When you weigh the legal risk of non-compliance against a slightly lower consent rate, compliance always wins. A 25% analytics consent rate is better than a 70% rate plus a regulator fine.

Building compliance into your site from the start

If you're building a new website, start your project with a clear view of what data you'll collect. Before your site goes live, you should have:

• A privacy policy (you can use a template from GDPR.eu or Termly).
• A list of every cookie and tracking tool.
• A cookie banner (free or paid, self-hosted or SaaS).
• A way for users to withdraw consent.

At Sitewright, when we build a site, we wire up analytics (Google Analytics 4, Plausible, or Fathom) and often integrate a contact form or newsletter signup. We recommend a compliant banner from the start rather than retrofitting one later. If you're using a paid CMS platform (even WordPress), the effort to add a banner is small before launch but annoying after.
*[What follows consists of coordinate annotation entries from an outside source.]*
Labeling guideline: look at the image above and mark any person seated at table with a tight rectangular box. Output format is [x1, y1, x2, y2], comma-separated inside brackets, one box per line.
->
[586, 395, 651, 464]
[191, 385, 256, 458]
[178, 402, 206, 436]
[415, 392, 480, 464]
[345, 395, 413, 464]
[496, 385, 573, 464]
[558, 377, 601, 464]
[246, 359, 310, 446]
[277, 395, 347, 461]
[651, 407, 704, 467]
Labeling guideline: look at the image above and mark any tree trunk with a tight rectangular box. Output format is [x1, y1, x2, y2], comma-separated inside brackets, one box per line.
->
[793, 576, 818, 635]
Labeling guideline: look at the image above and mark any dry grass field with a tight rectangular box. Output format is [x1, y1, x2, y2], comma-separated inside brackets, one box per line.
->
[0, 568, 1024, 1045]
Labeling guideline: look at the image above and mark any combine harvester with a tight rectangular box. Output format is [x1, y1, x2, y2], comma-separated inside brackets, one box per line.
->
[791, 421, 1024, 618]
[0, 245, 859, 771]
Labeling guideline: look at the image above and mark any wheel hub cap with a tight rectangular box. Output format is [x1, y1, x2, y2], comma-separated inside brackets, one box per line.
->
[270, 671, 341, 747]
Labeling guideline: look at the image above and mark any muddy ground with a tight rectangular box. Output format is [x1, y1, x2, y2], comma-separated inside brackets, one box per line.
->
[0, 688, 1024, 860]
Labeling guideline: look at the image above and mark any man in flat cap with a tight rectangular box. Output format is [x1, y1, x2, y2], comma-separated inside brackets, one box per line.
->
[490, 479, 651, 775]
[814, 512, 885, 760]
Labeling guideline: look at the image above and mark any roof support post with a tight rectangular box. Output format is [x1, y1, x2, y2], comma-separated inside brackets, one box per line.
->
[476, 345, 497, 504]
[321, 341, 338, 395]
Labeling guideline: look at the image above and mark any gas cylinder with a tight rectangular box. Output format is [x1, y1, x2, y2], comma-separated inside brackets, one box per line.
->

The smallest cost-saving move: write your privacy policy and choose your analytics tool before you build the site. Once you know what data you're collecting, the banner becomes straightforward.

A UK small business that respects its visitors' data and follows GDPR cookie banner guidance honestly builds trust, avoids regulatory headaches, and sleeps better at night — even if consent rates dip slightly.